The lifespan of an electric car battery doesn’t mean that it stops dead once spent. Instead, it means a loss of capacity, which declines gradually throughout the battery’s utilization. Below a certain percentage – 75% for Renault, for example – the decline in range is deemed too great compared to its initial capacity. These days it is estimated that a battery reaches this point after 8 to 10 years, which is why the battery’s warranty term is often of a similar length. But the technology is improving all the time, so this term will get significantly longer going forwards.
But this doesn’t mean that spent batteries get thrown away or forgotten. First of all, their materials can be recycled. But they can also get a new lease on life: after serving as an automotive component, there’s also life as a power pack.
For example, as part of the circular economy, Renault reuses certain battery packs to store renewable energy from wind turbines or solar panels in Belle-Île-en-Mer and Porto Santo. They are used, for example, to power forklift trucks and store energy to alleviate power outages and take the place of generators.
The rules of charging an electric car battery are the same as those for a smartphone battery. Charging the battery from 0 to 100% lessens its total capacity and consequently shortens its lifespan. It is therefore imperative not to let the level of charge drop below 10% or exceed 90%, with general advice being to only charge between 30 et 80% as much as possible.
The type of charge also has an impact on the battery.
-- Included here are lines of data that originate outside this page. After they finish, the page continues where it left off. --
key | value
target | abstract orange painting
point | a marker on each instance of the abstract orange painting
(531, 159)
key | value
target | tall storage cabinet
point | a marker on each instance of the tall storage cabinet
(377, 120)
Fast charging delivers a large amount of energy in a short space of time, but has long-term detrimental effects. So, for the good of an electric car, it’s better to opt for slow low-voltage charging at home over ultra-fast charging stations.
Quick top-ups are best, which is fortunate since electric cars increasingly use regenerative energy systems. When slowing down or braking, the vehicle generally absorbs enough energy to charge the battery by a few percent, but this can reach 10% under certain conditions (in mountainous areas). This is enough to reduce big charges a little and lengthen the lifespan.
Remember that temperature has a big impact on the battery. Too hot, and the battery’s capacity plummets permanently. Fortunately, there’s a cooling system around the battery packs to counter the effects of extreme heat. In cold weather, the range is shortened, but this doesn’t affect lifespan.
It’s also important to know that the stated capacity of the battery doesn’t necessarily apply in practical terms. Manufacturers keep a certain percentage of battery capacity ring-fenced to prevent extreme charging and maximize lifespan. So there’s a difference of several percent between usable and theoretical charge, and it varies between brands. For example, Renault states usable capacity, as with the 50 kW of New ZOE.
The capacity of the installed battery pack is a very important variable which impacts lifespan. To cover the same distance, a 20 kWh battery will logically need charging twice as often as a 40 kWh battery. So with fewer cycles, lifespan is lengthened.
Will the future be all about “solid-state batteries“? They distinguish from lithium-ion batteries by solid – and not lquid – electrolytes, which confer greater energy storage capacities, but are not without drawbacks.
Further improvements can be made to the batteries, in particular to resolve possible overheating problems and to mitigate the risks in case of accidents. The higher capacity will also make it possible to reduce the number of charge/drain cycles, and thus lengthen the battery’s lifespan.
With a lifespan of over two decades, an electric car battery is very resistant. Its lifespan can be even longer if you are careful to charge only partially and at low voltage. This way, the battery boasts a very small carbon footprint in use, over an increasingly consistent lifetime in the vehicle. If a second life is added, outside the vehicle, to store green electricity from intermittent renewable sources, then the battery demonstrates its full potential.